Estoy con M, una escritora que vive en Nueva York. M. me gusta o, mejor dicho, la considero atractiva. Estamos en un evento en el que, parece, ella es el centro de atención. Hay varias personas revoloteando a nuestro alrededor, pero ella me presta atención a mí, y eso me hace sentir especial.
Digo parece porque es un sueño y, como casi siempre, todo los elementos que lo componen están difuminados. No veo su cara como un todo, pero sí algunas de sus facciones. Sé que es ella por la forma en que sus labios se curvan cuando sonríe y dejan entrever unos dientes blancos; por sus ojos grandes, negros, como dos pozos profundos en los que quiero caer, y el pintalabios rojo que siempre utiliza, que contrasta con la escala de grises que nos rodea.

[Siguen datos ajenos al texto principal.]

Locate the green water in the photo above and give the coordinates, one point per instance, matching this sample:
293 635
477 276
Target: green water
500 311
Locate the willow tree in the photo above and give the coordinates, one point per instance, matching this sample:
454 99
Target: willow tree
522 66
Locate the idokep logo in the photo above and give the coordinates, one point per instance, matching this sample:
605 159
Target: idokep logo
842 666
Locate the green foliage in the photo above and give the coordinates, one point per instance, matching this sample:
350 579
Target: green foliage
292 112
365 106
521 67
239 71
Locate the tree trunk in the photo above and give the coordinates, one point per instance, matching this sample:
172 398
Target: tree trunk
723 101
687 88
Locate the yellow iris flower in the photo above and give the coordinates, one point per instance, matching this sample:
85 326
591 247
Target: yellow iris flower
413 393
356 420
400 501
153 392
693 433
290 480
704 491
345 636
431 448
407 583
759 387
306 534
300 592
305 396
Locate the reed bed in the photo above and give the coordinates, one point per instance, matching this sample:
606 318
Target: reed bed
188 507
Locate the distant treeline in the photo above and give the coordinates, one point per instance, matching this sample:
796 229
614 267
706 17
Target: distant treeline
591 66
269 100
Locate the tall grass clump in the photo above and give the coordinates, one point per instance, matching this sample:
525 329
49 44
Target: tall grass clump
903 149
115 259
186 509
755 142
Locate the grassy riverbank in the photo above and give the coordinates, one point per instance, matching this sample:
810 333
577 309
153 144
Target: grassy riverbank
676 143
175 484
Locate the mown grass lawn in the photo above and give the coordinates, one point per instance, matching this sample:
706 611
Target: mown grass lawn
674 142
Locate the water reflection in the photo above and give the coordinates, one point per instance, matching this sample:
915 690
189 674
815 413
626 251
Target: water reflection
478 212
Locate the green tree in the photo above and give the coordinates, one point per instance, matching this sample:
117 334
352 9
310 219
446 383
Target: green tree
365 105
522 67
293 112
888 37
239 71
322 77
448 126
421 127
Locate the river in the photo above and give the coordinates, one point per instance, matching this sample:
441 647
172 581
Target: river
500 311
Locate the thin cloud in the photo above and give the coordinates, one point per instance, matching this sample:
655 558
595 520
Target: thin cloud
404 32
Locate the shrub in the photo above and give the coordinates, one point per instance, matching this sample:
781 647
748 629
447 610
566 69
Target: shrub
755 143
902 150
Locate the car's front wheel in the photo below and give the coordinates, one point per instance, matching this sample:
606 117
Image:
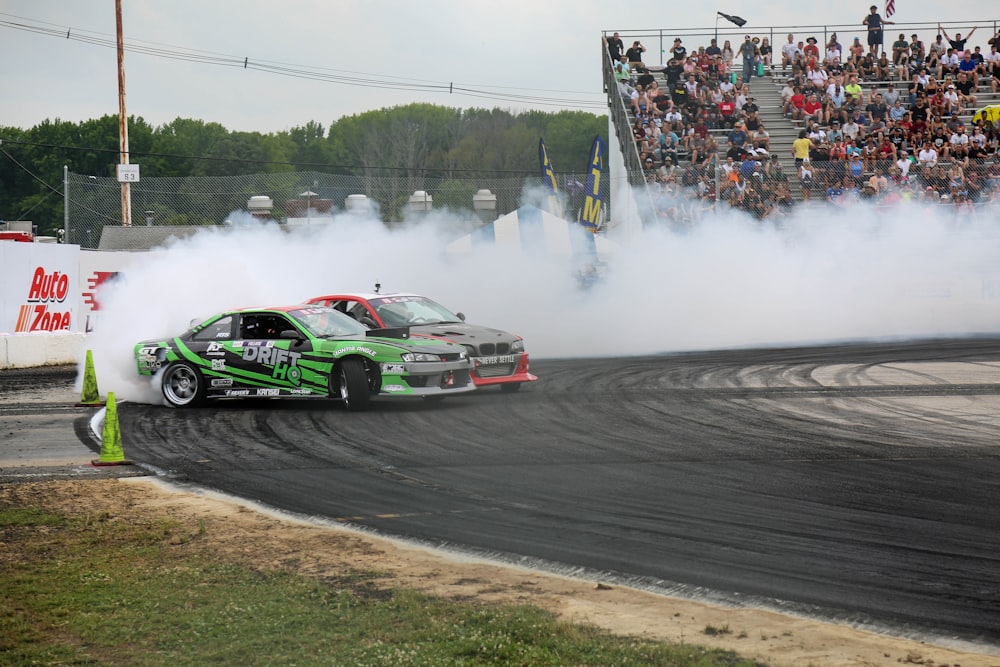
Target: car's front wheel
352 384
183 385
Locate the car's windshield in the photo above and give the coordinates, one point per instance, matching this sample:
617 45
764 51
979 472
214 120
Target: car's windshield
327 323
401 311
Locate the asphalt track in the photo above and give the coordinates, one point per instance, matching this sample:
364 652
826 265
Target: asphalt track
855 483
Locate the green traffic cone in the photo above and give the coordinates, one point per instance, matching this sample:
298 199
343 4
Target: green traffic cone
112 453
90 397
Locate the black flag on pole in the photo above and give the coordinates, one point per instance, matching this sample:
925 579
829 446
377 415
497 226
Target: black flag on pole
733 19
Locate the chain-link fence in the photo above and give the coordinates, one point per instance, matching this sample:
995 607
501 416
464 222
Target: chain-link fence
94 204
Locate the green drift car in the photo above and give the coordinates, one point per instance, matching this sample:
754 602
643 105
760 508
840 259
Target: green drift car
301 352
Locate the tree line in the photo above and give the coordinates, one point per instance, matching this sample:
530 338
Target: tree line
396 142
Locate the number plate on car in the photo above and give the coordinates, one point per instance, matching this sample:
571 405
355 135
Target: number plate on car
497 359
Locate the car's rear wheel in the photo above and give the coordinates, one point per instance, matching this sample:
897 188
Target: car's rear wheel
183 385
352 384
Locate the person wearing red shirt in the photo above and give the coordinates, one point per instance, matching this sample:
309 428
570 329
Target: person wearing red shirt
811 51
813 108
796 103
727 111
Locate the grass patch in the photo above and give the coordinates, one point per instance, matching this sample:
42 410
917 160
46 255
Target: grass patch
101 590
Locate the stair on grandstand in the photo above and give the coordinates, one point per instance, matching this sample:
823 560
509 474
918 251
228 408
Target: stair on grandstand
767 96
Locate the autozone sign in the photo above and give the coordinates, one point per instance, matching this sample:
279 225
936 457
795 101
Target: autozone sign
45 308
39 288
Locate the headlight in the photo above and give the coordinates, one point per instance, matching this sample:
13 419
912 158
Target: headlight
420 356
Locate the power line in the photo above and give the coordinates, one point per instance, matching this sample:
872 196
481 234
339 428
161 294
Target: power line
326 75
315 165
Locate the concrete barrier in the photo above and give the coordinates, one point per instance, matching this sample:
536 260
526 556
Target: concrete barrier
41 349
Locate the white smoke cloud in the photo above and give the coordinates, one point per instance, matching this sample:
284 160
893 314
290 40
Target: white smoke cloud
828 275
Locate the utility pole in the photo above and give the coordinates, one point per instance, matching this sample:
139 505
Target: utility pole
122 118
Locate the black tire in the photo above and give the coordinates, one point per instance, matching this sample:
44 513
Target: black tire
183 385
350 381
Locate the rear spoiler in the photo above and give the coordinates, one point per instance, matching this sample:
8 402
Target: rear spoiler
390 332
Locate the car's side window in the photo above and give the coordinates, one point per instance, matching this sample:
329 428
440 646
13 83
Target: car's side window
263 326
359 312
221 329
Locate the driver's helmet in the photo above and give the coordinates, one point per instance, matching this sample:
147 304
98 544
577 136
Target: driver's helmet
394 314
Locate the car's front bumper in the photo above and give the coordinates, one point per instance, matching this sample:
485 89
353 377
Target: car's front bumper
501 369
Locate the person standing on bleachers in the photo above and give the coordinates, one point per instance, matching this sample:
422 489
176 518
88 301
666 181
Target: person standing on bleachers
634 57
748 52
875 24
958 43
789 53
968 67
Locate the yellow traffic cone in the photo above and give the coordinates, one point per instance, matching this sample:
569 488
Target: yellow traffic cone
90 397
112 453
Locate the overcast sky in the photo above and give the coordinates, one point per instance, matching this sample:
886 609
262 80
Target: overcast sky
518 54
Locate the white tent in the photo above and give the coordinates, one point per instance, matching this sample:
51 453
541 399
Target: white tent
533 230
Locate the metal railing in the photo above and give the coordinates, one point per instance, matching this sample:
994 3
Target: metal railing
695 37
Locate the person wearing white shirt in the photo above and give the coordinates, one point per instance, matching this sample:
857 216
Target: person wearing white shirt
927 157
818 76
948 63
897 111
904 165
789 53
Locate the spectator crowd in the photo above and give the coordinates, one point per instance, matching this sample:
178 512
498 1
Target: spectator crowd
878 124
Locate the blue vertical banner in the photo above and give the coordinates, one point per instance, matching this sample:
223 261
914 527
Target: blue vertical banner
590 214
552 204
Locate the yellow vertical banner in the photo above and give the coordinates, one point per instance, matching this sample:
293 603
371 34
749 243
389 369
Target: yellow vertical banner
552 204
590 213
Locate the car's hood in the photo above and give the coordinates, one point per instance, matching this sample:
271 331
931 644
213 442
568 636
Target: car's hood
462 332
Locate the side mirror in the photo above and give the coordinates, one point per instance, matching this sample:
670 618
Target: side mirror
292 334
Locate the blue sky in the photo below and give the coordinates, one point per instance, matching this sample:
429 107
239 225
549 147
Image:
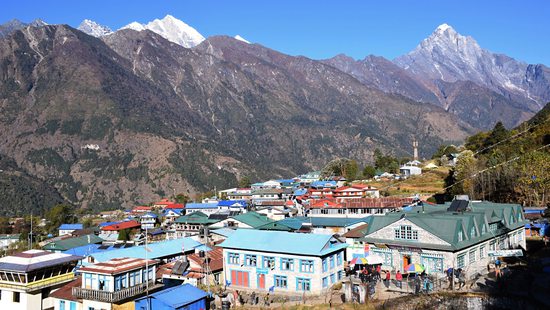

Ahora estamos sentados cerca el uno del otro y el ambiente carga una tensión sexual. No sé si seguimos en el mismo evento o fuimos a otro lugar, un bar me imagino, ya que cada uno tiene un vaso enfrente. Siento unos deseos inmensos de abalanzarme sobre ella y besarla y así lo hago.
M. me corresponde los primeros besos, pero cuando me emociono mucho me detiene. Le digo que la quiero y necesito. M, sentada recta como si le hubieran puesto una tabla en la espalda, me dice que debo calmarme. Me pregunta por qué lo quiero todo ya, al instante, y qué gracia tiene obtener todo lo que se desea en un segundo, un instante fugaz que se desvanece tan rápido como llega. Me da a entender que lo mejor es que las cosas ocurran despacio, con una cadencia lenta y casi infinita.
Maravillado, le presto atención a sus palabras; imagino que por eso es que me gusta. Luego el sueño se desvanece del todo.